CMOS Chips am Kältelimit Kryogene Elektronik für Quantentechnologien
Mit dem Aufstieg von Quantentechnologien ist ein tiefkaltes Wettrennen gestartet: Wo bisher vor allem wissenschaftliche Experimente stattfinden, entscheidet sich nun, wer industriell beim Quantencomputing die Spitze des Eisbergs erobert. In den Projekten ArCTIC (Europäische Union) und CryoSoQ (Bundesministerium für Bildung und Forschung, BMBF) trägt die TU Braunschweig ihren Teil bei, die notwendigen Technologien voranzutreiben. Die entsprechende Forschung kommt dabei sowohl der Region im Quantum Valley Lower Saxony (QVLS) als auch der europäischen Hightech-Industrie zu gute.
Der Flaschenhals startet bei etwa vier Grad über dem absoluten Nullpunkt, was -269,15 Grad Celsius entspricht. Sobald eine Technologie in dem Bereich unter vier Grad Kelvin arbeiten muss, ist das nicht nur eine extreme Materialbelastung: Die elektronischen Teile dürfen auch kaum Strom verbrauchen. Denn jede Zuleitung an Energie potenziert den Kühlaufwand und droht, die fragile Umgebung unbrauchbar zu machen. Gerade Quantentechnologien nutzen allerdings häufig physikalische Effekte, die nur unter Kryo-Bedingungen reibungslos funktionieren.

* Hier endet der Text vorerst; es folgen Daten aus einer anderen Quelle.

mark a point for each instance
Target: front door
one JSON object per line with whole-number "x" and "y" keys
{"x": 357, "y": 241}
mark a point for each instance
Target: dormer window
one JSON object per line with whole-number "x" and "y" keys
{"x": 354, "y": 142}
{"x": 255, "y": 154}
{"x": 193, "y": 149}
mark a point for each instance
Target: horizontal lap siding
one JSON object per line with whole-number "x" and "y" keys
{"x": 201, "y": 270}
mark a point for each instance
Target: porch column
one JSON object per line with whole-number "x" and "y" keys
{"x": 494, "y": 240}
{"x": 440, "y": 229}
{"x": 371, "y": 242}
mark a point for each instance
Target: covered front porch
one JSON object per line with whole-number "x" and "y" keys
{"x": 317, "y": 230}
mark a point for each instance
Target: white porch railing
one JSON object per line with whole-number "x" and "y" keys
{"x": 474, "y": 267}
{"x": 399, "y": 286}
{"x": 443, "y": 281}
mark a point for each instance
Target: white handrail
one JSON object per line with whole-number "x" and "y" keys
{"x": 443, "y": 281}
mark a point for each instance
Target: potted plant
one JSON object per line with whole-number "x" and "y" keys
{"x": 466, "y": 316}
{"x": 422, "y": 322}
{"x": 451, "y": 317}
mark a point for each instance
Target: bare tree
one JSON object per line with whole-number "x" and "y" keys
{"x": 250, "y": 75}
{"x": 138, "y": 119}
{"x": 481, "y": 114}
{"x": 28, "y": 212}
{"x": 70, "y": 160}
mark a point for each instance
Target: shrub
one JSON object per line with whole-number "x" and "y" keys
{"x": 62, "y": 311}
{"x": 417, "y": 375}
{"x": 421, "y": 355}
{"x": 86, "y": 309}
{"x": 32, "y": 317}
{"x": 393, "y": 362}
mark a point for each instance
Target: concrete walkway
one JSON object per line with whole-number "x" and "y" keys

Ineinandergreifende Projekte auf EU- und Bundesebene
Im EU-Projekt „Advanced Cryogenic Technologies for Innovative Computing“, kurz ArCTIC, arbeiten 34 internationale Partner aus Wissenschaft und Industrie an einer kryotauglichen Mikroelektronik. Der Fokus liegt hierbei auf skalierbaren, zuverlässigen Kontrollelementen für Quantencomputer, wobei auch andere (Quanten-)Technologien von den neuen Teilen profitieren sollen. Das Institut für CMOS Design der TU Braunschweig unter Professor Vadim Issakov, entwickelt in diesem Projekt kryotaugliche Hochfrequenz-Schaltungen, die auf minimalen Stromverbrauch ausgerichtet sind. Diese steuern dann beispielsweise Josephson Arbitrary Waveform Synthesizer (JAWS), die für Metrologie als Spannungsstandards verwendet werden können. Die Schaltungen bringen so unter anderem die Grundlagenforschung des Exzellenzclusters QuantumFrontiers in die Anwendung. Die Erkenntnisse sollen zudem direkt in die Lehre des Instituts fließen und eine zusätzliche Facette des neuen Master-Studiengangs Quantum Technologies in Electrical and Computer Engineering werden.
Auf regionaler Ebene starten zudem das TU-Institut für CMOS Design und die Physikalisch-Technische Bundesanstalt das gemeinsame BMBF-Projekt „Cryogenic Integrated CMOS Signal Sources for Quantum Limited Microwave Amplifiers“, kurz CryoSoQ. Das Projekt geht gezielt parametrische Verstärker für supraleitende Quantencomputer an. Die Signalerzeugung für dieses Bauteil bremst die Skalierbarkeit der Computer aus, da die Signalerzeugung für diese Verstärker außerhalb des Kryostaten mit großen Geräten bei Raumtemperatur realisiert werden muss. Die Forschenden arbeiten daher an Bauteilen, die auch bei vier Kelvin noch die gleiche Leistung bringen wie ihre im warmen sitzenden Kollegen. Dafür müssen die momentan großen Geräte auf einem kleinen Chip realisiert werden. Die Ergebnisse zahlen wiederum auf die technologische Souveränität im Quantencomputing ein und beeinflussen direkt die Quantentechnologien von deutschen Unternehmen wie Supracon und Infineon.
Über die Projekte
Das Projekt CryoSoQ startete am 1. August 2024 unter der Leitung der Physikalisch-Technischen Bundesanstalt für den Zeitraum von 3 Jahre. Das Bundesministerium für Bildung und Forschung (BMBF) fördert das Projekt mit 600.000 Euro. Davon erhält die TU Braunschweig knapp 400.000 Euro. Das Projekt ArCTIC startete am 1. April 2024 für 3 Jahre unter der Leitung des Interuniversitair Micro-Electronica Centrums (imec) in Belgien. Die Europäische Union (Chips JU) fördert die 34 Partner mit insgesamt 11 Millionen Euro, davon erhält die TU Braunschweig anteilig 600.000 Euro.